PRINCIPE DE PRECAUTION ET PRINCIPE DE CONSEQUENCES


La féminisation progressive de nos sociétés et la méfiance conséquente avec laquelle les "élites" considèrent désormais la hombria, expliquent sans doute que dans le discours politiquement correct la tauromachie ne soit pas en odeur de sainteté. Mais avec José Tomas, la tendance pourrait s'inverser.

Que ses compañeros ne le prennent pas mal, mais l'évolution du toreo depuis vingt ans est un produit dérivé de la morale bien-pensante imposée par la place chaque jour plus importante prise dans l'évolution des mentalités par des valeurs autrefois exclusivement féminines : au nom de cette féminisation dans laquelle les sociologues voient une des marques fortes de notre époque, le consensus remplace le rapport de forces, et au nom du nivellement des pensées, les individus hors normes sont désormais considérés comme des dangers redoutables que faute de pouvoir contrer on s'emploie à noyer dans la masse.

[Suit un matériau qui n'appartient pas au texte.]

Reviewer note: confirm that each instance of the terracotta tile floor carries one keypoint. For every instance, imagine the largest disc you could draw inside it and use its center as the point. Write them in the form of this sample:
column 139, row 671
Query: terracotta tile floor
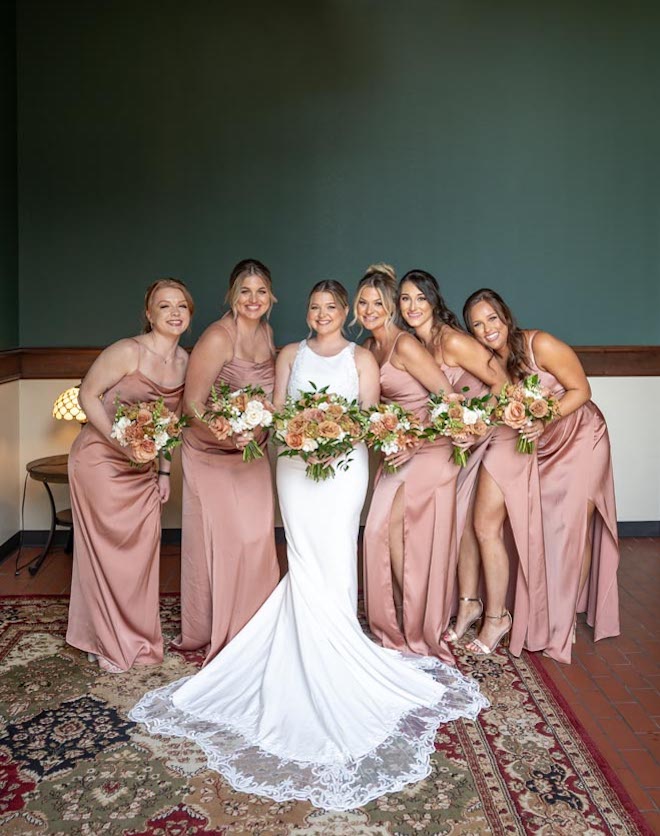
column 612, row 686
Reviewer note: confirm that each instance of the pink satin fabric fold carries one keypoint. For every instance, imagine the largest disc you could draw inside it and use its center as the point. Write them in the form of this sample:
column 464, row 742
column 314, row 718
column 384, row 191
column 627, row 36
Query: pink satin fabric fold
column 517, row 476
column 575, row 468
column 228, row 559
column 428, row 482
column 116, row 509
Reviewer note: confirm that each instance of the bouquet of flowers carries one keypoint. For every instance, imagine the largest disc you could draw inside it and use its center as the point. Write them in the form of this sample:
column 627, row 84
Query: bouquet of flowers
column 148, row 428
column 522, row 403
column 319, row 426
column 458, row 418
column 391, row 429
column 238, row 413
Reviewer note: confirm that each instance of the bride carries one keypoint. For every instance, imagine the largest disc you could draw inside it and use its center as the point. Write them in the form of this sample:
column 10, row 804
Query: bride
column 301, row 704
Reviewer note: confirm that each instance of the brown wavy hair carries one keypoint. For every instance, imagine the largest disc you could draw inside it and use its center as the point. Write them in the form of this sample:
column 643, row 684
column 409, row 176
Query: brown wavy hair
column 518, row 363
column 428, row 285
column 248, row 267
column 177, row 284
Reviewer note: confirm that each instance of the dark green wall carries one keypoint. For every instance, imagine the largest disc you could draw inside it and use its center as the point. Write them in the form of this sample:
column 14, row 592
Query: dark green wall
column 509, row 144
column 8, row 228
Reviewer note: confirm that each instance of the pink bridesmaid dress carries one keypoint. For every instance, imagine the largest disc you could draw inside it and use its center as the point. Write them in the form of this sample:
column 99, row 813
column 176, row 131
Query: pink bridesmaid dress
column 228, row 559
column 575, row 468
column 517, row 476
column 428, row 481
column 467, row 476
column 116, row 509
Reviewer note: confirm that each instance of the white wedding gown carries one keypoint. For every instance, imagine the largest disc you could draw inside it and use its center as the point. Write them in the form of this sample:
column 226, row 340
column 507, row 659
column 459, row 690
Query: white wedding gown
column 301, row 704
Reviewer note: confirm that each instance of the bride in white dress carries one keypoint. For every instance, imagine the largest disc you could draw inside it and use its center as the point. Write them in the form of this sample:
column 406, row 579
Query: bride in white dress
column 301, row 704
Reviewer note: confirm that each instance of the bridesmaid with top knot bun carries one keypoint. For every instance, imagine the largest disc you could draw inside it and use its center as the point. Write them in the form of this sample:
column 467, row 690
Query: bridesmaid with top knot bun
column 116, row 504
column 228, row 560
column 467, row 364
column 410, row 549
column 577, row 486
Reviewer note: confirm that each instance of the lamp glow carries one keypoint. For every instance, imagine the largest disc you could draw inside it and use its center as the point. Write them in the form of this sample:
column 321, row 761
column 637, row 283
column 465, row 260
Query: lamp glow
column 67, row 408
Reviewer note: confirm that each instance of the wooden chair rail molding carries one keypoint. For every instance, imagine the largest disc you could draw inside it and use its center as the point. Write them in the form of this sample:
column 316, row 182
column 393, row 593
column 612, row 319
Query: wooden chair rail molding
column 50, row 363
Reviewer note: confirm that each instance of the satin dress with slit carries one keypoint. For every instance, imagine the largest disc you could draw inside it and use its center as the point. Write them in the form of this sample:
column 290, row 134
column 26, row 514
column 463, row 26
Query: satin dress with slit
column 575, row 468
column 301, row 704
column 517, row 476
column 428, row 482
column 116, row 510
column 228, row 559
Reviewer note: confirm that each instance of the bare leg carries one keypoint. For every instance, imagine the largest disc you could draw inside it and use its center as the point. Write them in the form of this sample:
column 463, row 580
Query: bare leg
column 489, row 516
column 397, row 552
column 468, row 579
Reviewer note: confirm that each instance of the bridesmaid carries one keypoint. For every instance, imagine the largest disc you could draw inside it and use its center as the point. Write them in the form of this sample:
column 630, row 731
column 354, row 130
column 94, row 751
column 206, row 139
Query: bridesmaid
column 116, row 506
column 410, row 548
column 228, row 560
column 577, row 487
column 508, row 499
column 466, row 363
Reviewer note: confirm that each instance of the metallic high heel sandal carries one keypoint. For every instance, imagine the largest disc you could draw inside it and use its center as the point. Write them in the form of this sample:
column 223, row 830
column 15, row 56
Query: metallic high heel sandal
column 503, row 638
column 452, row 636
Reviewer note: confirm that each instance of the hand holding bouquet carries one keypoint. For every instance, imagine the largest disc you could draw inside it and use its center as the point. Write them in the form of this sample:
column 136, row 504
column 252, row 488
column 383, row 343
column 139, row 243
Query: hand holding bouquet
column 520, row 404
column 391, row 429
column 148, row 429
column 241, row 412
column 319, row 426
column 460, row 419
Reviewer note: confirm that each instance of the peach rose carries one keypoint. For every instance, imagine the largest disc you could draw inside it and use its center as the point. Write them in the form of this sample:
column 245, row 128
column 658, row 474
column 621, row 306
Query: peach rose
column 334, row 411
column 539, row 409
column 514, row 415
column 294, row 440
column 143, row 451
column 329, row 429
column 390, row 421
column 143, row 417
column 220, row 427
column 480, row 427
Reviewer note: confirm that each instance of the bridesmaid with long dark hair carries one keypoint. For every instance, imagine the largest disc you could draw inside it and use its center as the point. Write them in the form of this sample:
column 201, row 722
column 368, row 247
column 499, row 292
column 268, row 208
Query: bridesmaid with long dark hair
column 466, row 364
column 228, row 560
column 116, row 504
column 577, row 487
column 410, row 549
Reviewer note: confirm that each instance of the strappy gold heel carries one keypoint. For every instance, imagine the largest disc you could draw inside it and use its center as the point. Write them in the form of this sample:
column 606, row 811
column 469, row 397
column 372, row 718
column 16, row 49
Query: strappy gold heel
column 452, row 636
column 503, row 638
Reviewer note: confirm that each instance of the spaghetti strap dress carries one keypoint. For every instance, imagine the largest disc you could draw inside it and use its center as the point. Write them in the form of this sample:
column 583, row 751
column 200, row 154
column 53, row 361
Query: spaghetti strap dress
column 228, row 559
column 428, row 481
column 575, row 467
column 116, row 510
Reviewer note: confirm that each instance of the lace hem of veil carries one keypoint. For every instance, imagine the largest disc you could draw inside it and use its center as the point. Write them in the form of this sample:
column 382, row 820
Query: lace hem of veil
column 400, row 757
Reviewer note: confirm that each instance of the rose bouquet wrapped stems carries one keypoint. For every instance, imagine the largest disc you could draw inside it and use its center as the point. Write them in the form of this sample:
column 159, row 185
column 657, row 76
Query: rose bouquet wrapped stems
column 148, row 429
column 320, row 428
column 460, row 419
column 391, row 429
column 520, row 404
column 239, row 412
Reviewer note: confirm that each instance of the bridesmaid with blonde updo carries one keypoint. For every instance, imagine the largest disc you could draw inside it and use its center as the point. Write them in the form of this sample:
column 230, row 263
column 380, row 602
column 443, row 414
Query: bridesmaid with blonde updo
column 228, row 560
column 467, row 364
column 116, row 504
column 410, row 549
column 575, row 469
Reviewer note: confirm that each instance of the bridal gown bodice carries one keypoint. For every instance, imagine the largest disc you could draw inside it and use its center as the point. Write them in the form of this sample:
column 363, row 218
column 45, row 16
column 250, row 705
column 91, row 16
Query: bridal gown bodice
column 301, row 704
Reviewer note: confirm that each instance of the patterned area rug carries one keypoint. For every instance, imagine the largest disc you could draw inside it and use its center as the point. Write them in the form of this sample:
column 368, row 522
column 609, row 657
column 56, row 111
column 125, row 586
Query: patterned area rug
column 71, row 763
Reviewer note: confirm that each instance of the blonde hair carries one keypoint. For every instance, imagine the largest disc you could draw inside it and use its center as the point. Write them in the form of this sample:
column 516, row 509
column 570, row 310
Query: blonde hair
column 177, row 284
column 382, row 278
column 245, row 268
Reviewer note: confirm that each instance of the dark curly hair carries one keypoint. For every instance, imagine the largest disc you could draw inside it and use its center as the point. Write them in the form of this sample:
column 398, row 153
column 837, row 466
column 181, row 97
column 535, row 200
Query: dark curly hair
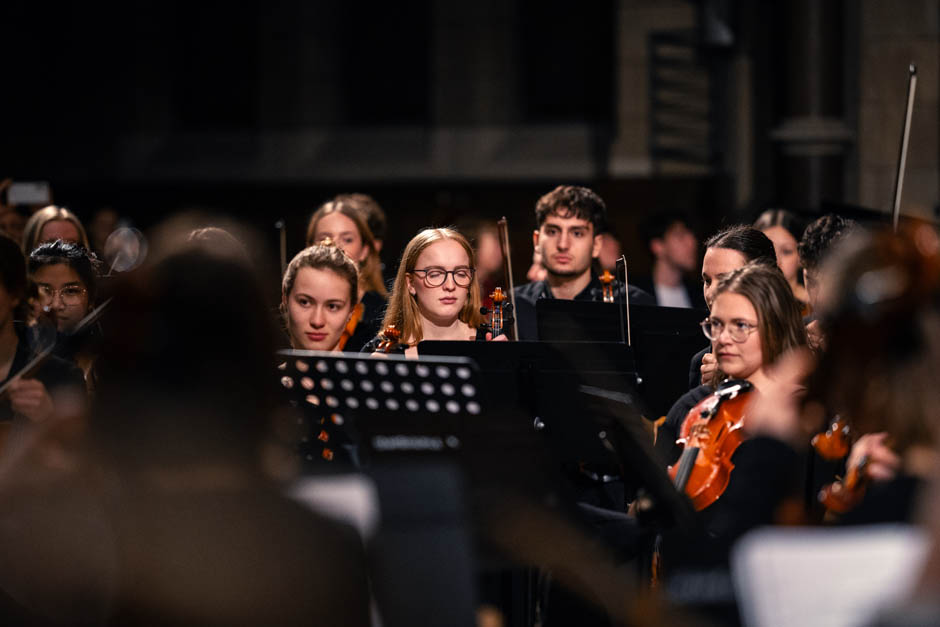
column 75, row 256
column 570, row 201
column 754, row 245
column 819, row 238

Les mouvements animalitaires sont une illustration parfaite de cette déviance : est condamné ce qui autrefois appartenait au domaine réservé de l'homme, la chasse. Quant aux anti taurins qui prônent la défense de l'enfant pour attaquer de biais la tauromachie, ils sont les dignes successeurs des bigotes du siècle dernier qui s'employaient à pourchasser les mal-pensants. Dévirilisé à petit feu, l'homme contemporain cède peu à peu aux sirènes de l'intolérance, et, alors que seule la défense de son territoire (querencia ?) était de nature jadis à provoquer chez lui une réaction de violence, il n'hésite plus à user de celle-ci pour obliger tout un chacun au consensus que lui dicte sa propre conscience.

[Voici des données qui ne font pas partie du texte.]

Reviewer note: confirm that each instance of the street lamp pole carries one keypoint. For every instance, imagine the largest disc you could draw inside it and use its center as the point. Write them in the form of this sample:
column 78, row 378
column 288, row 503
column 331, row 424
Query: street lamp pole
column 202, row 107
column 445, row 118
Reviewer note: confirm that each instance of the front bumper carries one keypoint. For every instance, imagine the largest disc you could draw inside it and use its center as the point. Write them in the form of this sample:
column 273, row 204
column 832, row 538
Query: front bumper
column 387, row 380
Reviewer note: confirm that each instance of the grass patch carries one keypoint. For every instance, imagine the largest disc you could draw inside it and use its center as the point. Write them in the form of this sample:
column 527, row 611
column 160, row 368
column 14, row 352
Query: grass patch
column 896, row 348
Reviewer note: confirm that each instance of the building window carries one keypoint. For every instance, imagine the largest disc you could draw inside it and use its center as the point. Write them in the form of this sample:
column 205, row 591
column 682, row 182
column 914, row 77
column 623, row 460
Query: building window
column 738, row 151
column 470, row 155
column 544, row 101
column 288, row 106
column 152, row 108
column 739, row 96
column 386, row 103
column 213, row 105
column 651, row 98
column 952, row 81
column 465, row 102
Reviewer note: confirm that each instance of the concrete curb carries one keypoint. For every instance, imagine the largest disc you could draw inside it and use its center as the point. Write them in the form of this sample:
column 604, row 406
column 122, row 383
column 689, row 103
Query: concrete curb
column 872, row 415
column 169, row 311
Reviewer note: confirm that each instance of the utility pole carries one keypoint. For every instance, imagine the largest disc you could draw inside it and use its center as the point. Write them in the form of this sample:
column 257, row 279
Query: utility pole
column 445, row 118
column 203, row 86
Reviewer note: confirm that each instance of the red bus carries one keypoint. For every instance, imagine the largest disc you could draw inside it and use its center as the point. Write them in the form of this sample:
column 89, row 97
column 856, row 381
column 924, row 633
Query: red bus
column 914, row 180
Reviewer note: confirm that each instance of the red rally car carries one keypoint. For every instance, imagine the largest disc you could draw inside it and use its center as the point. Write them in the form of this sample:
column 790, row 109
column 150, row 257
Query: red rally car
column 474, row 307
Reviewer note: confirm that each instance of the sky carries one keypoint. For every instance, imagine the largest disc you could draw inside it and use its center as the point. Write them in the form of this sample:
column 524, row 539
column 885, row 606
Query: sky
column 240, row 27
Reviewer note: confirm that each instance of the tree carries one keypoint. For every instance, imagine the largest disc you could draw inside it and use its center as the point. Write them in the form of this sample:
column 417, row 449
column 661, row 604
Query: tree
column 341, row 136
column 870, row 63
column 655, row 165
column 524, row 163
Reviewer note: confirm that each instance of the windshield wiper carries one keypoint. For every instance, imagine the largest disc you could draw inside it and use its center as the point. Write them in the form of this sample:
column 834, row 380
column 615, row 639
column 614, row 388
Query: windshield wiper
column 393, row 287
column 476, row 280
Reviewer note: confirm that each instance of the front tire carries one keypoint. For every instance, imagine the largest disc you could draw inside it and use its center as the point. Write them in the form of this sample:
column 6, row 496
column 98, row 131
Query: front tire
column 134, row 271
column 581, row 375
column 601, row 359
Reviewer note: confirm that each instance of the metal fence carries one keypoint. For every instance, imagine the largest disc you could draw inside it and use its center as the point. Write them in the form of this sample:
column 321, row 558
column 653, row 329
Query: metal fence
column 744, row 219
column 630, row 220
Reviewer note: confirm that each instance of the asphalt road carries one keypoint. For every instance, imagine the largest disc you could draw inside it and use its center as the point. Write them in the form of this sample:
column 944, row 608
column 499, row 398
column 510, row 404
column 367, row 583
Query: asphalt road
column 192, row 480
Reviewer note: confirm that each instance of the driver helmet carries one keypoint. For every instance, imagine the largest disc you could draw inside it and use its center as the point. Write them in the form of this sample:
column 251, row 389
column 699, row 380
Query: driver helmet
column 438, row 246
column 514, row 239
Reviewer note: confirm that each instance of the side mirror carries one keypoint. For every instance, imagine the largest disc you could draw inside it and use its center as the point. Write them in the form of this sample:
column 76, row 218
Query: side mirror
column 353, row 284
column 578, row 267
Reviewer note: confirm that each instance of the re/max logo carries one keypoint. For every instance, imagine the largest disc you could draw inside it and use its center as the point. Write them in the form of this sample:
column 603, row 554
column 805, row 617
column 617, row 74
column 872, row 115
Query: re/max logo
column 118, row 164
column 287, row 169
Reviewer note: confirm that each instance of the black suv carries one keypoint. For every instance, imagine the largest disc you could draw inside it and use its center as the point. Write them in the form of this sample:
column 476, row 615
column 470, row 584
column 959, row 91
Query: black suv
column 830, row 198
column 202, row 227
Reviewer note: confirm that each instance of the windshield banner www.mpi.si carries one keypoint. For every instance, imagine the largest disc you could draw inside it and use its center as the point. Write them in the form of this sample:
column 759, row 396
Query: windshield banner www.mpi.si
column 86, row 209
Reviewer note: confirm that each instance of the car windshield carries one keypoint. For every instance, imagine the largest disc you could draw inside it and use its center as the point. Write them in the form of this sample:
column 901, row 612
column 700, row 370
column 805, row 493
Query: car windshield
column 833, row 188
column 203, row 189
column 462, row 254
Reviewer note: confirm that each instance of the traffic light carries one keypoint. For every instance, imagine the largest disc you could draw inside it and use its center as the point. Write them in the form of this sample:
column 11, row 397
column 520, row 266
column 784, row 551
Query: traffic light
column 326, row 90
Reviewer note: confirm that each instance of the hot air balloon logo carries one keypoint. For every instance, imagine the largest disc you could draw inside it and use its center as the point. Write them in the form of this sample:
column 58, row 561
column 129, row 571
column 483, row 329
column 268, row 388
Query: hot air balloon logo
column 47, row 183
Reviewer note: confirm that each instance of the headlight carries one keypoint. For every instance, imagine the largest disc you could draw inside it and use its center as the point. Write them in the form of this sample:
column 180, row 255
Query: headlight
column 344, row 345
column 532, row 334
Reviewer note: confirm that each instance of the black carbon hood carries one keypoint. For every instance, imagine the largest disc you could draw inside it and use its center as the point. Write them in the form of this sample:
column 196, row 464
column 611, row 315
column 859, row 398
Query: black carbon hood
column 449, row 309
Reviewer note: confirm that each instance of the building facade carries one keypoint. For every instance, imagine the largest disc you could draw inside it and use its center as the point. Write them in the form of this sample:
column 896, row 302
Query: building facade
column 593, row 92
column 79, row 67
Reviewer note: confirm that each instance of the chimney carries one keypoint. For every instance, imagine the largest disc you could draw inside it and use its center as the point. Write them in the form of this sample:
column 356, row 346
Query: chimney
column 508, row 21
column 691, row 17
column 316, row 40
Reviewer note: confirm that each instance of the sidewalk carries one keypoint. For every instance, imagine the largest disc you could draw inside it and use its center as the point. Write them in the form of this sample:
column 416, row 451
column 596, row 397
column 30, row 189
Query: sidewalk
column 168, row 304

En matière de tauromachie, comment ne pas être frappés par le succès grandissant de toreros considérés périphériques mais dont la facilité à toucher le coeur de cible du nouveau public qui remplit les arènes explique la popularité : Rivera Ordoñez, Jesulin, Cordobes, Cayetano... l'effet de marque bat son plein et peu importe la qualité du toreo. Ce qui compte, c'est l'impression de relation apaisée existant entre le public et son auditoire. De relation aimable, dénuée de toute émotion violente.

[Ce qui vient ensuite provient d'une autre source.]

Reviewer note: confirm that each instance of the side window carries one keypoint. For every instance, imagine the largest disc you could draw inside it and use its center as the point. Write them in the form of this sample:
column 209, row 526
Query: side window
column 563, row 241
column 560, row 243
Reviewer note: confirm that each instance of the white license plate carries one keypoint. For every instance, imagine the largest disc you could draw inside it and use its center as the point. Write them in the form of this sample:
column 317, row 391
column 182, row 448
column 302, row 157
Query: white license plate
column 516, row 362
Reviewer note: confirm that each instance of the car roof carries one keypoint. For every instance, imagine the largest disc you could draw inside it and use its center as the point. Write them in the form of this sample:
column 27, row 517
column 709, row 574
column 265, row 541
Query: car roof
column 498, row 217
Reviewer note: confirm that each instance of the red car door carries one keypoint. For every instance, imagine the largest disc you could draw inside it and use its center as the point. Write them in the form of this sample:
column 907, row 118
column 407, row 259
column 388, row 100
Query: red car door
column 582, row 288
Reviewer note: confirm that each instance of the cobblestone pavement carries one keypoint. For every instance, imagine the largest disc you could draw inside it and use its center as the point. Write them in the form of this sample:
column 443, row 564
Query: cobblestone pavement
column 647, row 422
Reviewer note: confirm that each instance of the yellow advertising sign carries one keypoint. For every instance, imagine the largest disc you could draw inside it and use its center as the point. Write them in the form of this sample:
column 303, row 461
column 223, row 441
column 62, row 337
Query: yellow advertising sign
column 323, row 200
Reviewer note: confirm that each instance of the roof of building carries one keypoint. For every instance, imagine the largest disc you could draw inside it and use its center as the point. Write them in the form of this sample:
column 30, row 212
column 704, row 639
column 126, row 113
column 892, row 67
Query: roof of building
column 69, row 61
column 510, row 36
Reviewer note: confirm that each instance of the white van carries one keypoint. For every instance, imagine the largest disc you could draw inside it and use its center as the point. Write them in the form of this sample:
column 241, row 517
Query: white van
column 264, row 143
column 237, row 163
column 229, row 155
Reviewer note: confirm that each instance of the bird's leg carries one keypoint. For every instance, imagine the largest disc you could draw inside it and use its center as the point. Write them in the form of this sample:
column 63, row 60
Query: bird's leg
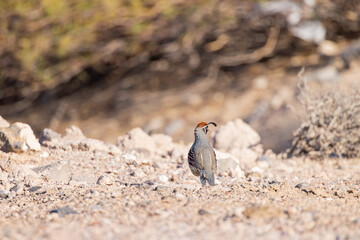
column 202, row 180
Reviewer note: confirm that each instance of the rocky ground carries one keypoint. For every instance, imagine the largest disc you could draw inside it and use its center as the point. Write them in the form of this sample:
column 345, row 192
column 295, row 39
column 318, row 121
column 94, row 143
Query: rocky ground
column 73, row 187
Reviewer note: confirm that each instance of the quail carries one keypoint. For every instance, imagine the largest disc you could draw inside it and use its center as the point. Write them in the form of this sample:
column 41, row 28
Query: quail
column 201, row 157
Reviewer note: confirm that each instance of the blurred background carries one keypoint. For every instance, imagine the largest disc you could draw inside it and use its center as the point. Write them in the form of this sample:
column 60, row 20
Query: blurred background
column 112, row 65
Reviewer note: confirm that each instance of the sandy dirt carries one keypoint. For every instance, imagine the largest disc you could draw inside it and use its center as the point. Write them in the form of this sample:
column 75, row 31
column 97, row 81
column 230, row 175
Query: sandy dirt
column 158, row 198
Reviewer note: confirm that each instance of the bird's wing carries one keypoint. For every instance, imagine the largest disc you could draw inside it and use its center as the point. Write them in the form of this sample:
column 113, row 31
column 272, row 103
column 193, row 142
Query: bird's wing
column 214, row 161
column 195, row 159
column 199, row 160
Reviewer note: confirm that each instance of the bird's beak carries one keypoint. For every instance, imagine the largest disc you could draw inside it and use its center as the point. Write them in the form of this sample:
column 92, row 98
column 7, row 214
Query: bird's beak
column 211, row 123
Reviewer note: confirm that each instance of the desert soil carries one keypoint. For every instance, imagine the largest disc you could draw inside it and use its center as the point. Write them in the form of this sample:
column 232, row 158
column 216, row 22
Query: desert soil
column 156, row 197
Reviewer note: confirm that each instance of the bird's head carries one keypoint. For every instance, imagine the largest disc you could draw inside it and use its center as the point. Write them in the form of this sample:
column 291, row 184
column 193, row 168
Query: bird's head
column 204, row 126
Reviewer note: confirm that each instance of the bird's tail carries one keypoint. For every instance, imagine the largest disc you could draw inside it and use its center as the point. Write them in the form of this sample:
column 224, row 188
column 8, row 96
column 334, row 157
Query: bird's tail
column 207, row 175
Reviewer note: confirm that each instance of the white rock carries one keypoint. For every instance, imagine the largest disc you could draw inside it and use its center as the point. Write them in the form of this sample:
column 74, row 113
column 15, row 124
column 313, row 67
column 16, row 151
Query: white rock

Tout le contraire de José Tomas, qui impose, lui, un brutal retour aux sources de la hombria (l'andreia grecque) et rend à l'arène sa destination première de territoire de conquête. Car contrairement à ce que l'on pourrait penser, ce n'est pas dans la nature de son toreo qu'il faut chercher la différence majeure entre José Tomas et ses compañeros : certains toréent avec plus de technique, ou d'habileté, ou d'art, ou d'intelligence que lui... Mais aucun avec la même authenticité, dans la mesure où lui n'hésite pas à mettre en jeu sa vie tandis que dans la plupart des cas tous les autres gèrent au mieux les difficultés qui se présentent. Face au danger et à la possibilité de mort, dans l'arène aussi, comme dans nos sociétés féminisées, le principe de précaution est le plus souvent la règle. Sauf pour José Tomas qui, lui, pose comme principe l'imposition de sa volonté, acceptant par avance d'en assumer toutes les conséquences.

Un choix à rebours de l'évolution de nos sociétés, lequel rend vaine toute analyse technique de ses faenas, mais dont l'impact évident est peut-être de nature à ramener les premières vers une plus juste vision des choses.